Amnesty International et FIDH à nouveau interdits en Tunisie
Tunisie: Double discours par rapport aux droits humains
Londres/Lausanne 11 juillet 2000 (APIC) Deux délégués de Amnesty International, Danatella Rovera et Hassina Giraud, ainsi que Patrick Baudoin, président de la Fédération internationale des ligues des droits de l’homme (FIDH) ont été refoulés le mardi matin 11 juillet, à l’aéroport de Tunis-Carthage, en présence notamment d’un représentant de l’ambassade de Suisse à Tunis.
Les trois défenseurs des droits humains venaient de Paris et s’apprêtaient à effectuer des visites de prisonniers lorsqu’ils se sont vus interdire l’entrée sur le sol tunisien.
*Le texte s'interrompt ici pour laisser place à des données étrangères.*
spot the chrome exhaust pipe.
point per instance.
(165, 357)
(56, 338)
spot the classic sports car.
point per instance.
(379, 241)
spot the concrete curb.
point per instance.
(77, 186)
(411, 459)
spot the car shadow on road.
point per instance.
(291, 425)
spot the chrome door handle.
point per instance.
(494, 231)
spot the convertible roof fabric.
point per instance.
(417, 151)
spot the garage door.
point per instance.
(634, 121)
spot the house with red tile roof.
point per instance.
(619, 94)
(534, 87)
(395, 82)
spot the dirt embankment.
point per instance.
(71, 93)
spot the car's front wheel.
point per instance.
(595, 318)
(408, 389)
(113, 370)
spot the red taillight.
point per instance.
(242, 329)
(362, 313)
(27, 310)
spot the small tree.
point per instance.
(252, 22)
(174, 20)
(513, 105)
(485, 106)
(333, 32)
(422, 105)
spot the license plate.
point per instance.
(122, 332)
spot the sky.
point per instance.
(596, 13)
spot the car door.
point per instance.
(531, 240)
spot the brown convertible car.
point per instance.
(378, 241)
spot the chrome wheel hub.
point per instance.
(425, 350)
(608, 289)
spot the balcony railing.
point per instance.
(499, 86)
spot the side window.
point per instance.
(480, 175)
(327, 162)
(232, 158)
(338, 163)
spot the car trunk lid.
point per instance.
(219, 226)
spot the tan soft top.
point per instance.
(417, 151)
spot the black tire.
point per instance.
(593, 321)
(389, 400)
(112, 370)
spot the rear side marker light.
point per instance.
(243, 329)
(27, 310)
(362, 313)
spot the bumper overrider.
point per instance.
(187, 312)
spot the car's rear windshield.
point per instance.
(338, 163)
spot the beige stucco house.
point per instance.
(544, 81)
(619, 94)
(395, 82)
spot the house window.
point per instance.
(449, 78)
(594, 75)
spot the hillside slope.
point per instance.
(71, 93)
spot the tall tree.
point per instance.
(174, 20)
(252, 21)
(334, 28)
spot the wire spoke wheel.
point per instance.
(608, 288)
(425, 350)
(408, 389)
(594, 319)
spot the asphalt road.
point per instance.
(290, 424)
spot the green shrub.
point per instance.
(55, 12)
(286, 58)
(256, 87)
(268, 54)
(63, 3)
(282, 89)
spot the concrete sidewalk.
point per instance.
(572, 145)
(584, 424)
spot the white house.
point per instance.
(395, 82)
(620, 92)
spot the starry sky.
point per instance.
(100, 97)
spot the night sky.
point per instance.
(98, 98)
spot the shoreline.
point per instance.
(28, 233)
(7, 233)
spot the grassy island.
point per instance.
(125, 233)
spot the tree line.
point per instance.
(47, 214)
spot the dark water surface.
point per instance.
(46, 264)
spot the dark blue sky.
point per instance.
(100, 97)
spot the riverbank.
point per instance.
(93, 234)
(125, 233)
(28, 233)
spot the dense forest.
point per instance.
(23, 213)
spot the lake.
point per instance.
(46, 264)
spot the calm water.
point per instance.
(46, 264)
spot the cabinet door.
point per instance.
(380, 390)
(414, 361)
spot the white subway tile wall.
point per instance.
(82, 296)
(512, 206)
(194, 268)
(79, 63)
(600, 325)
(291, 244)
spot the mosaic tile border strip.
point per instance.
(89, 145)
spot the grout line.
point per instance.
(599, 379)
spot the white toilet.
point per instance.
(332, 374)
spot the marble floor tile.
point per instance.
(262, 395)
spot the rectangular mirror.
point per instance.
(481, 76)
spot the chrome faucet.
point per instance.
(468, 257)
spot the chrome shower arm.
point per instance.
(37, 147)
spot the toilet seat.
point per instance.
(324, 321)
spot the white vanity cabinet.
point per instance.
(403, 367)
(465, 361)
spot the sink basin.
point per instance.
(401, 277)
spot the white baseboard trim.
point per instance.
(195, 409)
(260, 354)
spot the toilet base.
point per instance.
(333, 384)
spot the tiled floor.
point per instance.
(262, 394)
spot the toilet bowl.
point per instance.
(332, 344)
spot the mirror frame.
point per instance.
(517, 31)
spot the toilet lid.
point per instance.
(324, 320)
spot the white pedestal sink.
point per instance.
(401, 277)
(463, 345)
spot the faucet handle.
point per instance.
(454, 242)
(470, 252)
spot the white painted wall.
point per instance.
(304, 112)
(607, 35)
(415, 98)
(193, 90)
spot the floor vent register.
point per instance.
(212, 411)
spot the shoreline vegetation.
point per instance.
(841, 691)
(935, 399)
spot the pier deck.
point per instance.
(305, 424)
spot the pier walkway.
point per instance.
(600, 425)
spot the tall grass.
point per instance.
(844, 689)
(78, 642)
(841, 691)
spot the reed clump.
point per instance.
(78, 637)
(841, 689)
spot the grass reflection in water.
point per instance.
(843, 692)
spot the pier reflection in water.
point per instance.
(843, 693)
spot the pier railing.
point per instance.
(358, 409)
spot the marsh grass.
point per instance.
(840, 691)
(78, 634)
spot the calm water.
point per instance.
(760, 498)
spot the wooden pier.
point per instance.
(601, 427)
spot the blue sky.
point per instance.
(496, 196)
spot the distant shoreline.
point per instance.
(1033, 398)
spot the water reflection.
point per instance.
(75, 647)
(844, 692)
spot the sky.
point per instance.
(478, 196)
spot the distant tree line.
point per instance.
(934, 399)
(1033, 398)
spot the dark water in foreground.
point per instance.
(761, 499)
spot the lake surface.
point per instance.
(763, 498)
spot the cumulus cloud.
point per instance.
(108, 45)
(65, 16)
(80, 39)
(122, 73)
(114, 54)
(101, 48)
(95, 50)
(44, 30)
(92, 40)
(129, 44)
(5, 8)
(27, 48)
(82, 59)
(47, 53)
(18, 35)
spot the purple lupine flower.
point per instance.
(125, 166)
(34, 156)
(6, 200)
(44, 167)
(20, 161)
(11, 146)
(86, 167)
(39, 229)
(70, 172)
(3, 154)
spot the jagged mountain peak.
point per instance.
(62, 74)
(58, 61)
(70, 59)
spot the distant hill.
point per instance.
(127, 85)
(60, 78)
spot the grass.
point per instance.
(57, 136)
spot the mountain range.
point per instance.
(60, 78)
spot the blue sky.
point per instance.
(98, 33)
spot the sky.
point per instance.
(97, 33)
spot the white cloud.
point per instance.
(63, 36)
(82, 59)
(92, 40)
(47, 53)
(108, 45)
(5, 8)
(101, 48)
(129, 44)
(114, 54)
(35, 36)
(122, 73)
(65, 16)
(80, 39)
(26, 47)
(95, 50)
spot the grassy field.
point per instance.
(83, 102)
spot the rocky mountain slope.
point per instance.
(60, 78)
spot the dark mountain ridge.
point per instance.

Plusieurs personnalités diplomatiques étaient présentes ainsi que des délégués d’organisations de défense des droits humains en Tunisie.
Malgré un accord de principe
Amnesty International et FIDH avaient pourtant reçu l’accord de principe du gouvernement tunisien de reprendre leurs visites en Tunisie. Donatella Rovera était interdite de séjour depuis 1994 et Patrick Baudouin depuis 1996. Amnesty International déplore le fossé entre le discours officiel du gouvernement tunisien et la répression systématique dont la défense des droits humains fait l’objet en Tunisie.
Au cours des derniers mois, le gouvernement tunisien a rétabli certaines personnalités dans leurs droits fondamentaux. Cependant, plusieurs associations, comme le Conseil national pour les libertés en Tunisie demeurent toujours interdites. La Ligue tunisienne des droits de l’homme connaît de fortes restrictions de ses activités. Les membres des groupes récemment créés de «diplômés chômeurs» ont été arrêtés et maltraités pour avoir publiquement manifesté leur mécontentement. Plusieurs journalistes et militants étrangers des droits humains ont été expulsés.
Un millier de prisonniers politiques
Près d’un millier de prisonniers politiques accusés d’appartenir au groupe islamiste al-Nahda demeurent détenus le plus souvent dans des conditions précaires. Leurs familles ainsi que celles des anciens prisonniers politiques sont victimes de harcèlement et d’intimidation et n’ont en outre pas accès aux services publics (apic/com/mm)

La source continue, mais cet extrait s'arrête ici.